WHICH IS TENDRILS FUNCTION AND HOW TO USE THEM IN TUTORING
Using tendrils function in your favor eases the tutoring process
Tendrils are structures that plants use to hold themselves to anything that meets its way by, in most cases, rolling around it. These structures also help them to grow higher than others plants with which they compete for better sun light or better growth conditions. Most tendrils are prehensile to contact, this means that when something touches them, they roll to the opposite side. Tendrils function all the same way; that is to say, they all try to provide support to the plant, no matter which of these types they are:
- Modified leaves: They have the shape of a little stem, which branches into two or five parts, coming out of the tip of the leaf. This type of tendrils is common in green peas (Pisum sativum). Some plants, like passiflora, or passion flower, originate its tendrils from the axis of the leaves.
- Modified leaves and stems: A lot of curcubits plants develop these types of tendrils, such as pumpkins, cucumbers crops and melons. They also divide into two or five branches.
- Modified flowers: Tendrils appear at the base of the inflorescence, as in the case of the Cardiospermum genus, which grows in tropical and warm zones.
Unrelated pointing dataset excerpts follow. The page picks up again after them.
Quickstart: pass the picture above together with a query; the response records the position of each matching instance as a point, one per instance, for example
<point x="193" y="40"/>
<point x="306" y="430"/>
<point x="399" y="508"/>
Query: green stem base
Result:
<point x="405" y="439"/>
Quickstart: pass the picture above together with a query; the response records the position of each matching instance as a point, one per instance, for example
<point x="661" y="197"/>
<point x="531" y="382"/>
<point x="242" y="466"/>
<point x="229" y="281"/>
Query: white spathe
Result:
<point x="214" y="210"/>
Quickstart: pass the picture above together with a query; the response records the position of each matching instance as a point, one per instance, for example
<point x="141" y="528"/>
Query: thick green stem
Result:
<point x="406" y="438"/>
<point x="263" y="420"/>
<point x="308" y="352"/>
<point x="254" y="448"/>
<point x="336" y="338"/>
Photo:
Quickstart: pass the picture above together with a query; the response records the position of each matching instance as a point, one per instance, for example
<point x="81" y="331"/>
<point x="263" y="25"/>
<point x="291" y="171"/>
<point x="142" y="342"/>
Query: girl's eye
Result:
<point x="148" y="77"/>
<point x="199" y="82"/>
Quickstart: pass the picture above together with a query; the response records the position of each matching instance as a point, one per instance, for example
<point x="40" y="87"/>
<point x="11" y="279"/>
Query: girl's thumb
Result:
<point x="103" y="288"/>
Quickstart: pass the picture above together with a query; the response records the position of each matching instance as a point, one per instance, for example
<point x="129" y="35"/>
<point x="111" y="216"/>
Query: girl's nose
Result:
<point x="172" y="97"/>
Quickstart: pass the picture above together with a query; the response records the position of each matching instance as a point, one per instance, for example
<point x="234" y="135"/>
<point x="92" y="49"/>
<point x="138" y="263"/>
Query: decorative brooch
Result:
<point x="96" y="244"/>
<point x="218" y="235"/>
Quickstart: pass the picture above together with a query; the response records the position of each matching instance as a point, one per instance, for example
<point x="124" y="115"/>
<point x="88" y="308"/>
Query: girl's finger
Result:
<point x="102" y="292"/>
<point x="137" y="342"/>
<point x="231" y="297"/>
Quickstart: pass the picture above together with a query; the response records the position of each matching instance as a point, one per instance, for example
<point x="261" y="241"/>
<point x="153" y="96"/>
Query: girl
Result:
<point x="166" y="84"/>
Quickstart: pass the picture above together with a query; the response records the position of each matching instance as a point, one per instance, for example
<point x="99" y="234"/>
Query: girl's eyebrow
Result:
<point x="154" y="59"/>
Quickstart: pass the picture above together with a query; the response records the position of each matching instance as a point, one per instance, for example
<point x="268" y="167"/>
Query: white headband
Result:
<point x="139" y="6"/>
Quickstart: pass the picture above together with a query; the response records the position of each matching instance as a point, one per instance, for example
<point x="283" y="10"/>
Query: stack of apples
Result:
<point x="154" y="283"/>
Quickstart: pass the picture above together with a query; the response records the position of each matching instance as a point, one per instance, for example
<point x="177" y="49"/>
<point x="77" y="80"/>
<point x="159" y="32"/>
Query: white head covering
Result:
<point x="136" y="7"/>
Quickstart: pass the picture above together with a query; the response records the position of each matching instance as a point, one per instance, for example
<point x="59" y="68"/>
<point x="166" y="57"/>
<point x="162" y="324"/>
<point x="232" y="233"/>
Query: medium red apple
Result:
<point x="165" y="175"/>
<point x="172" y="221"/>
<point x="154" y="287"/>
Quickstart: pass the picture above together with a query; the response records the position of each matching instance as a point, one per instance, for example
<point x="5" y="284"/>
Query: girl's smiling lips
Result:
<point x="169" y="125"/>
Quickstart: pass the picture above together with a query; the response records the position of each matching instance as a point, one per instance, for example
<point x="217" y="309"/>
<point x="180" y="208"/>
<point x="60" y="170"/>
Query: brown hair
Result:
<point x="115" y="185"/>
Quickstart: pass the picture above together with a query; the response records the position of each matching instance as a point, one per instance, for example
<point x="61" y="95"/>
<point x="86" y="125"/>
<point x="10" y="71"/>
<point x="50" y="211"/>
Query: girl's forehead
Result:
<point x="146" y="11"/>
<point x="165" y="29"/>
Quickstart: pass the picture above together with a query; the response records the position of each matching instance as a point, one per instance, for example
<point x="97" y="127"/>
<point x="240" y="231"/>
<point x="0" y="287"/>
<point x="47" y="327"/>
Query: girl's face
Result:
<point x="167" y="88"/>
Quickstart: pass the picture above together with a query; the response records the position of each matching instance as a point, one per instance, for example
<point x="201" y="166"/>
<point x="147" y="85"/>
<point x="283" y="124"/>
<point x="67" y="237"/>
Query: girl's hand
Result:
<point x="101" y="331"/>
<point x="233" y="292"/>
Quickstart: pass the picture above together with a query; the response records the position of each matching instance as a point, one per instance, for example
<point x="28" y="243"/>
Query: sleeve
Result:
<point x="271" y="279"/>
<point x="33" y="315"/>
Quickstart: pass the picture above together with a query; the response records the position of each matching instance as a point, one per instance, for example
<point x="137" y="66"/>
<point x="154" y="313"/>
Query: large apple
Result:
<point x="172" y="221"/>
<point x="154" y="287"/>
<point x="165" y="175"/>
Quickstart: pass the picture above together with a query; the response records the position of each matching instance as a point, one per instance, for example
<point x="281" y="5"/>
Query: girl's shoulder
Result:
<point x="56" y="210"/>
- Coming from the stem: The best known plants that generate this type are vines, which are characterized by developing multi-branched tendrils, that born on the opposite side of the branch where leaves insert themselves. Tendrils function makes this plant capable of reaching 50 feet (15 m) tall.
Knowing how to use tendrils function in your favor can make you save a lot of effort and material when tutoring. However, it is vital to provide these delicate plants with the best possible conditions. The soil where they are must be rich in organic matter and should not have undergrowth or weeds. This maintenance may be boosted by using herbicides. Choosing what type of support to use is also important and will depend, of course, of the plant genus; nevertheless, there are some support methods that work better than others for most climbing plants. For example, espaliers are not a good option for tutoring in most cases because bars tend to be too thick and that makes you not to take as much advantage as you should of tendrils function. Using agricultural raffia to help them to attach themselves better only makes it worse because, sooner or later, it will become a threat by harboring fungi and bacteria. Another very used method, but not recommended at all, consists of using wire trellises or simply wires to secure branches, which should be avoided as far as possible due to the fact that it will damage the plant when stems grow and become thicker. The most adequate way of tutoring climbing plants is using plastic meshes, because of several reasons. To start with, they are cheap, easy to install and can be used both for vertical or horizontal tutoring. The material they are made of is thin, but very resistant, nylon, which makes trellises maintain optimal phytosanitary conditions while making you use tendrils function in your favor, since they will easily wrap around nylon as they develop. Anyway, if this is the method of your preference, you have to keep in mind that even though you can use a single mesh for several plants, there must be a certain distance between them. If they still have superficial roots, there has to be a minimum distance of 18 inches (45 cm) between each plant, if that is not the case, you can plant them closer to one another.